When Lithuania was annexed to the Soviet Union in the summer of 1940, all foreign diplomats were asked to leave Kovno by the end of August. As he was packing his belongings, Sugihara was informed that a Jewish delegation was waiting in front of his consulate, asking to see him. The delegation was headed by Zerach Warhaftig – a Jewish refugee who was to become years later a minister in the government of the State of Israel. Sugihara agreed to meet with the delegation for a brief conversation. The Jewish delegation had come with a desperate request.
The Jewish refugees in Lithuania were in dire straits, watching as the gates to the world were closed to them. It had become practically impossible to obtain immigration visas to anywhere in the world. In their desperate search for countries that would permit them to enter, they had found out that Curacao – a Dutch colony – required no entry visas. This would enable them to leave Lithuania, but since the war had blocked all travel possibilities westwards, the delegation had come to the Japanese Consul with the request to issue transit visas. With these transit visas they would be able to obtain permission to cross the Soviet Union.
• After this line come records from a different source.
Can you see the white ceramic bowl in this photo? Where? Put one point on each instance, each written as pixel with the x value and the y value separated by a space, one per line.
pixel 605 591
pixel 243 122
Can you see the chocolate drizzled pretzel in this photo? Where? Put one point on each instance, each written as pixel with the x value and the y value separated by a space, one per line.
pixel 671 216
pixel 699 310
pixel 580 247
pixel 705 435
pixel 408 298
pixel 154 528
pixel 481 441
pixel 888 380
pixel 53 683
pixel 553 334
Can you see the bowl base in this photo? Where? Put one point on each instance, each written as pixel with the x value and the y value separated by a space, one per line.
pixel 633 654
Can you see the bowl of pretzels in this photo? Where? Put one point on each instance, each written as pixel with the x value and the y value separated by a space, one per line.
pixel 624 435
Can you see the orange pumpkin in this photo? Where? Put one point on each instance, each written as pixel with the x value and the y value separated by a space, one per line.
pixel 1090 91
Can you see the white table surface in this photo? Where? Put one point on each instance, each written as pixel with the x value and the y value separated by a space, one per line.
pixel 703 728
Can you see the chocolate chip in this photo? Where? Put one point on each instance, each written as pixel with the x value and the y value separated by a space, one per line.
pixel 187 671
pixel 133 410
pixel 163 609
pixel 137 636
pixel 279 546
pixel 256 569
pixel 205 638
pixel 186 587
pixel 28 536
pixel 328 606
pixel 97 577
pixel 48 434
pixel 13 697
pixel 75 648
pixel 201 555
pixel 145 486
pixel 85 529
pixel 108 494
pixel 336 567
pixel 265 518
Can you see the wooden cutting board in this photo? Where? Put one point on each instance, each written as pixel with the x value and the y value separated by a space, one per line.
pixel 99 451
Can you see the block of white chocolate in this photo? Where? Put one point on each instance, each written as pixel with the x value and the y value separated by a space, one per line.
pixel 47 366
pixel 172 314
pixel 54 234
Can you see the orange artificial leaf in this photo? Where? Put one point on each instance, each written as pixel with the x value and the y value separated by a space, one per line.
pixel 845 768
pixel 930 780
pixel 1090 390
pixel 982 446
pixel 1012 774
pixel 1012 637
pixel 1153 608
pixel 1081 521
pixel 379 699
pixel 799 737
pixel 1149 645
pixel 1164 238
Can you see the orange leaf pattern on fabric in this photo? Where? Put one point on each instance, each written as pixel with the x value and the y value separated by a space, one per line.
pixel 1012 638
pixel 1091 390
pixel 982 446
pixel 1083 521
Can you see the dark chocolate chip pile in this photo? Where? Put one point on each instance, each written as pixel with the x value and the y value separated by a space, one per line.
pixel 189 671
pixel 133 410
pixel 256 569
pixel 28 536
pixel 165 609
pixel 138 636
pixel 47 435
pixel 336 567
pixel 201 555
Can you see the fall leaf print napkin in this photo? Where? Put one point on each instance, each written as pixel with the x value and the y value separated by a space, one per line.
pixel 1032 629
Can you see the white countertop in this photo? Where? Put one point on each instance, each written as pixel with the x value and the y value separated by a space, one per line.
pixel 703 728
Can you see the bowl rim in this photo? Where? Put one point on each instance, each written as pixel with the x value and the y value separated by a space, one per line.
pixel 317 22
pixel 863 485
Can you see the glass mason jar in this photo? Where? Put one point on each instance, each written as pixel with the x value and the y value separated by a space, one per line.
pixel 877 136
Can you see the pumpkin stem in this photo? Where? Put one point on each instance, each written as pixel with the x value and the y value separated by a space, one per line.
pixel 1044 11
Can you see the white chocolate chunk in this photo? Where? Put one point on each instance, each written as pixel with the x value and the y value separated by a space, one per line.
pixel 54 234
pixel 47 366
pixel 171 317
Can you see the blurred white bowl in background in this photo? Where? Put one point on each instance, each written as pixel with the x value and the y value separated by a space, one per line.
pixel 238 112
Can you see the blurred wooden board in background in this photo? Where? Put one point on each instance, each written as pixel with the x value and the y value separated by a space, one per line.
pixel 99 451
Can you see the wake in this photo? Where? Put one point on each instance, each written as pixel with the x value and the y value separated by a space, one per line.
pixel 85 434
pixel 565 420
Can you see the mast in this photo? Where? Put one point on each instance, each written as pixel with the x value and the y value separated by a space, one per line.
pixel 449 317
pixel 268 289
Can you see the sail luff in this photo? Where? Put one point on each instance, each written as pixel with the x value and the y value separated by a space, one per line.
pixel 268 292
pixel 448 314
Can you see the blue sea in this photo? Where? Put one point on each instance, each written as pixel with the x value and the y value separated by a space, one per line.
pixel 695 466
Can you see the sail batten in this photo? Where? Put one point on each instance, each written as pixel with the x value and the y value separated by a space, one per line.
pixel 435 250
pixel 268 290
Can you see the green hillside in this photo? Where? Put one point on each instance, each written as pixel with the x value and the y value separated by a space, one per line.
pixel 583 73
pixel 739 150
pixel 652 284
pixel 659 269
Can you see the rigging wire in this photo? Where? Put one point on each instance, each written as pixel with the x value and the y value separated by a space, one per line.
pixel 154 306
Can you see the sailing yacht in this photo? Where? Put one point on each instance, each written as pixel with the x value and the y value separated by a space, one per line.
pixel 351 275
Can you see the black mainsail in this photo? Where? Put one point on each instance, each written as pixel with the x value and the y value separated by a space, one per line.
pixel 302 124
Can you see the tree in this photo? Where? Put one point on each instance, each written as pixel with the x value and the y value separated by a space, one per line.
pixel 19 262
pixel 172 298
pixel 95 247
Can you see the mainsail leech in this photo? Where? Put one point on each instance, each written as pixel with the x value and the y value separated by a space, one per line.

The Japanese consul asked for time to obtain authorization from his superiors to grant the visas. Nothing indicated that the Japanese Foreign Ministry would agree to this unusual request. However, Sugihara was very troubled by the refugees’ plight and therefore began issuing visas at his own initiative and without having obtained his ministry’s support. Nine days later the response from Tokyo arrived. The proposal was rejected, and authorization to grant transit visas was denied. Sugihara decided to continue with the distribution of the visas anyhow. His wife later described how the predicament of the desperate Jewish refugees had impacted her husband. After the meeting with the delegation he was troubled and contemplative until he decided to go ahead and disobey his orders. Within a brief span of time before the consulate was closed down and Sugihara had to leave Kaunas, he provided approximately 3,500 transit visas. Thanks to Sugihara they were able to leave Europe and the murder that was to begin a year later. Among the recipients of visas were many rabbis and Talmudic students. Their narrow escape enabled them to re-establish the Jewish traditional schools elsewhere.
With a near deadline for leaving the country and a small staff, Sugihara stamped some of the passports himself. It is said that he was stamping passports even at the railway station, as he was leaving Lithuania. He also enlisted the help of some of the Jews to stamp the passports. With no knowledge of Japanese, some of the stamps were put in upside down. While all this was going on, Sugihara was receiving dispatches from Tokyo warning him against issuing visas without due process.
From Kaunas Sugihara was sent to open a consulate in Koenigsberg (today Kaliningrad) and then to Bucharest. Upon his return to his country in 1946 Sugihara was dismissed from the Japanese Foreign Service. His understanding was that this was a consequence of his insubordination as consul in Kaunas. From then on he had to make a living doing odd jobs.
The visas granted by Sugihara saved the Jews from the hands of the Nazis, who invaded Lithuania in June 1941.
In 1984 Yad Vashem recognized Chiune-Sempo Sugihara as Righteous Among the Nations.
Two years later he died in Japan. Today he is considered a hero in Japan.